Spider-Man, nobody knows who you are!

Spidey Super Stories is what happens when you take the kid-friendly, often wacky adventures of Spider-Man from The Electric Company (1971) and turn them into printed material. Several stories were based on segments from the show, but there were many original stories as well, using established Marvel villains and characters. The comic ran from 1974 to 1982.

Spidey Super Stories was made to appeal to younger readers, and is most often remembered for hilarious scenarios, derivative plots, and a slew of original characters, most of whom originated from the TV show. The comic is notable for having the first appearance of a Spider-Woman in any Marvel continuity, with Valerie of the Electric Company taking the role years before Jessica Drew.

Also, this is the series where the infamous Thanoscopter came from.

This is not to be confused with either Spidey or Spidey and His Amazing Friends.

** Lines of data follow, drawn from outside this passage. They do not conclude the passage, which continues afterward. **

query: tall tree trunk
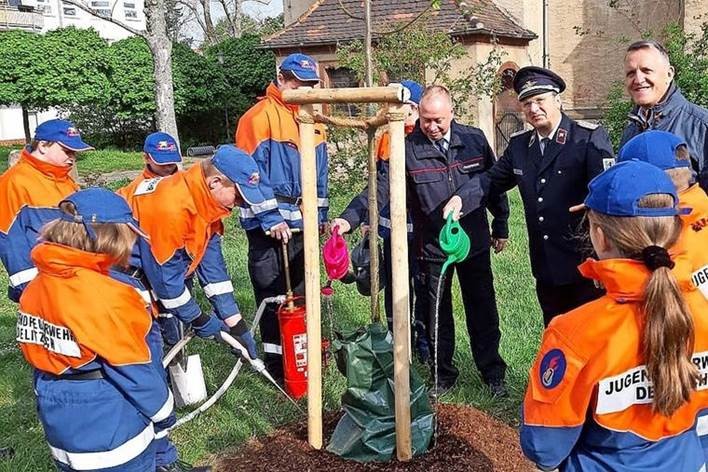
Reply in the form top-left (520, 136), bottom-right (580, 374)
top-left (21, 105), bottom-right (31, 143)
top-left (145, 0), bottom-right (180, 144)
top-left (201, 0), bottom-right (216, 44)
top-left (233, 0), bottom-right (243, 38)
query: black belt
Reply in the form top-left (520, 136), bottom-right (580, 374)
top-left (116, 265), bottom-right (145, 280)
top-left (275, 194), bottom-right (302, 205)
top-left (48, 370), bottom-right (105, 381)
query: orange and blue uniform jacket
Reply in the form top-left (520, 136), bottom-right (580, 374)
top-left (678, 184), bottom-right (708, 459)
top-left (126, 164), bottom-right (239, 325)
top-left (339, 130), bottom-right (414, 239)
top-left (0, 149), bottom-right (78, 301)
top-left (18, 243), bottom-right (173, 471)
top-left (679, 184), bottom-right (708, 300)
top-left (235, 82), bottom-right (329, 231)
top-left (521, 257), bottom-right (708, 471)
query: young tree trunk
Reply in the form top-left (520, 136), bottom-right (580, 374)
top-left (145, 0), bottom-right (180, 143)
top-left (363, 0), bottom-right (373, 88)
top-left (21, 105), bottom-right (31, 143)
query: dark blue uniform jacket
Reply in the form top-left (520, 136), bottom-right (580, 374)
top-left (386, 121), bottom-right (509, 261)
top-left (460, 114), bottom-right (614, 285)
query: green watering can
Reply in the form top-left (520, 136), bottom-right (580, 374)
top-left (439, 213), bottom-right (471, 274)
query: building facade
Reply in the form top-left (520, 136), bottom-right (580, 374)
top-left (0, 0), bottom-right (146, 144)
top-left (266, 0), bottom-right (707, 152)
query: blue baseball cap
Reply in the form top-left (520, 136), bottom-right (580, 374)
top-left (34, 119), bottom-right (93, 152)
top-left (582, 160), bottom-right (684, 217)
top-left (400, 80), bottom-right (424, 105)
top-left (211, 145), bottom-right (267, 206)
top-left (617, 130), bottom-right (690, 170)
top-left (279, 53), bottom-right (320, 82)
top-left (59, 188), bottom-right (147, 240)
top-left (143, 132), bottom-right (182, 164)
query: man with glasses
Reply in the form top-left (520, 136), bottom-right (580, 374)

These comics provide examples of:

  • Adaptational Badass: Oft-mocked Spidey foe the Kangaroo beats Spidey up no less than three times in a 5-page story, only losing because he stops to explain his origin which lets Julie bonk him on the head.
  • Adaptational Wimp: Almost every established Marvel villain suffers from this, but it can't get much worse for poor Thanos than to be arrested by the police after accidentally dropping the Cosmic Cube.
  • Adaptation Distillation: The backstories of guest characters and/or villains are compressed into a four-panel page with around six or seven lines of explanation, so Ice-Man and Storm are just explained to have been born with a strange/special power and Hank McCoy is just a scientist who was turned into the Beast because of an experiment gone wrong.
  • Artistic License – Physics: The comic runs on this trope (even by the already incredibly-loose standards of regular comic books), leading to scenarios like the entire Grand Canyon being full to the brim with garbage, a toddler climbing the Statue of Liberty and reaching the tip of the torch, and Dr. Doom's Star Jaws attempting to eat the Earth.
  • Bittersweet Ending: A surprising amount of the Electric Company-based comics end this way.
    • Spider-Man successfully defeats Mr. Measles, but contracts the measles himself.
    • After defeating Dr. Fly and his hot dog stand of doom, Spider-Man is told he needs a permit to operate a hot dog cart and is given a court date.
    • When battling the Queen Bee, Spider-Man stops her poisoned bees but she and Fang get away.
    • Spider-Man manages to stop the Wall from ruining a baseball game, only to get thrown out for disrupting it.
  • Bowdlerise: Patsy Walker was known as Hellcat by the time Spidey Super Stories #39 came out, so the comic used her older, more kid-friendly alias of The Cat instead.
  • Canon Foreigner: The Electric Company characters and villains originated from the TV show, not the comics.
  • Easy Amnesia: Spider-Man loses his memory in issue 21 when he runs out of webbing and falls head-first onto a piano. A bonk on the head from J. Jonah Jameson restores his memory.
  • Evil Knockoff: Web-Man, a Palette Swap version of Spidey created by Doctor Doom in issue 25.
  • Freak Lab Accident: The infamous Wall was turned into a sentient brick creature through one... sort of. He wasn't actually running experiments that day, just fixing the wall of the lab after school, and then the wall fell on him in an unexplained explosion. Apparently, merely having a regular accident in a lab is enough to give you superpowers.
  • Goo Goo Getup: Spider-Man dresses as a baby to capture the Sitter.
  • Just for the Heli of It: #39 features the Thanoscopter (a yellow helicopter with Thanos's name written on the tail). Why does Thanos need a helicopter? Well, are you going to tell him he can't have one?
  • The Masquerade Will Kill Your Dating Life: 9 times out of 10, when Peter is able to have fun with Mary Jane he has to blow her off to become Spidey.
  • Narrating the Obvious: Provides the page image, and was a feature of the comic in general, as both the characters and the caption boxes frequently stated the obvious.
  • "Not Making This Up" Disclaimer: Several reviews of the stories had to clarify that off-the-wall villains like The Thumper, a girl dressed up like Napoleon Bonaparte with a boxing glove weapon, actually happened.
  • Poke the Poodle: Mad Scientist's plan in "The Beastly Banana!" is to mind-control Paul the gorilla into washing his socks.
  • Race Lift: On the show the Thumper was African-American, but in the comic she's white.
  • Recurring Character: Carol Danvers/Ms. Marvel is Spidey's most frequently-recurring ally and they often work on the same news stories together.
  • Shout-Out: The cover of issue 16 is a reference to Jaws.
  • Whole-Plot Reference: Star Jaws combines A New Hope and Jaws by having Dr. Doom pilot a space station whose goal is to literally eat the Earth.
  • With Friends Like These...: Mary Jane spends most of her time being irritated at Peter for blowing her off when he needs to change into Spidey, with moments where they do get along being few and far between.